僕はひたすら通学路を走っていた。補習のせいで帰りが遅くなったのだ。早く帰らないと、父が帰ってくる時間に間に合わない。父が帰ってくる時間までに帰らなければ、父からの暴力が酷くなってしまうのだ。
僕はスピードを落として角を曲がり、また加速する。目の前を歩く少年を追い越そう――とした時、僕は石に足を引っ掛け、思い切り目の前を歩く少年にぶつかった。そのまま僕たちは地面に倒れ込む。
「いった~…あ、大丈夫!?」
僕が慌てて立ち上がると、そう言いながら少年が立ち上がった。深い青い目が印象の男の子だ。制服を見る限り、魔法学校の生徒だと分かる。
「大丈夫です。すみません…」
僕は頭を下げた。少年は「気にしないで」と言う。
「…君、急いでるんじゃ?」
少年の問いかけに僕はハッと顔を上げた。
「…僕が君の家まで魔法で送ってこうか?」
先輩の問いかけに僕は固まった。先輩は「遠慮は要らないよ」とクスクス笑う。
ここからだと多分、時間に間に合わないだろう。僕は「…本当に良いんですか?」と問いかける。

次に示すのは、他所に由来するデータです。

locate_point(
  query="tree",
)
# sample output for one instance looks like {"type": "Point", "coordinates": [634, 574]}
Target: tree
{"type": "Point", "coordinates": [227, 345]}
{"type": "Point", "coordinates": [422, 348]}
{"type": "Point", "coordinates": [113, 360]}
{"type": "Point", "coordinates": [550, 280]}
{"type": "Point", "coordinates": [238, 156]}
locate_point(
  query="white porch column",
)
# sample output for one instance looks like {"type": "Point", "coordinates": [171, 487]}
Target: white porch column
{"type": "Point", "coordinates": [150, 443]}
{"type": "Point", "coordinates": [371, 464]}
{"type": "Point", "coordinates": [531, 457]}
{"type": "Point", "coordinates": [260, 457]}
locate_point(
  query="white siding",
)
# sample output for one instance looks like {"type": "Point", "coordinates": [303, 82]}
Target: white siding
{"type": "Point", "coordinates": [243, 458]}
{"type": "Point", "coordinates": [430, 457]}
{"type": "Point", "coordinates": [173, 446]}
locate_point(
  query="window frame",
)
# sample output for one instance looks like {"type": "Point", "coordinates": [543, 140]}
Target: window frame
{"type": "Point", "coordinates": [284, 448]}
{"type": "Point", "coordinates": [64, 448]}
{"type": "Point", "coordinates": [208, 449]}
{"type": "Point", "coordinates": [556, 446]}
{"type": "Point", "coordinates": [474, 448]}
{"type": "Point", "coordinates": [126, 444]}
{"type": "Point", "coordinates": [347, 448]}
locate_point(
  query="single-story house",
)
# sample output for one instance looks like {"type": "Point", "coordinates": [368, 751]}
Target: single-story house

「良いよ」と微笑んだ先輩は、僕の腕を掴む。ふわり、僕の体が浮いた。
「家の場所、教えて」
「…あの公園の近くです」
僕が指を指すと、先輩は一気に加速した。あっという間に家の近くにある公園に着いた。僕の家から学校まで徒歩で20分はかかる。自転車でも良いのだけど、僕の家にはそんな物は無い。
「ここでいい?」
「はい。このことを聞くのは失礼かもしれませんが、あなたは魔法学校の生徒…ですよね?」
「そうだよ。僕は魔法学校1年生。てか、僕はそういうのは全然気にしてないから」
「…先輩、今日はありがとうございました!」
僕は先輩に頭を下げて家に向かって走り始めた。この調子なら、父が帰ってくるまでに帰れそうだ。あの先輩には感謝しなきゃ。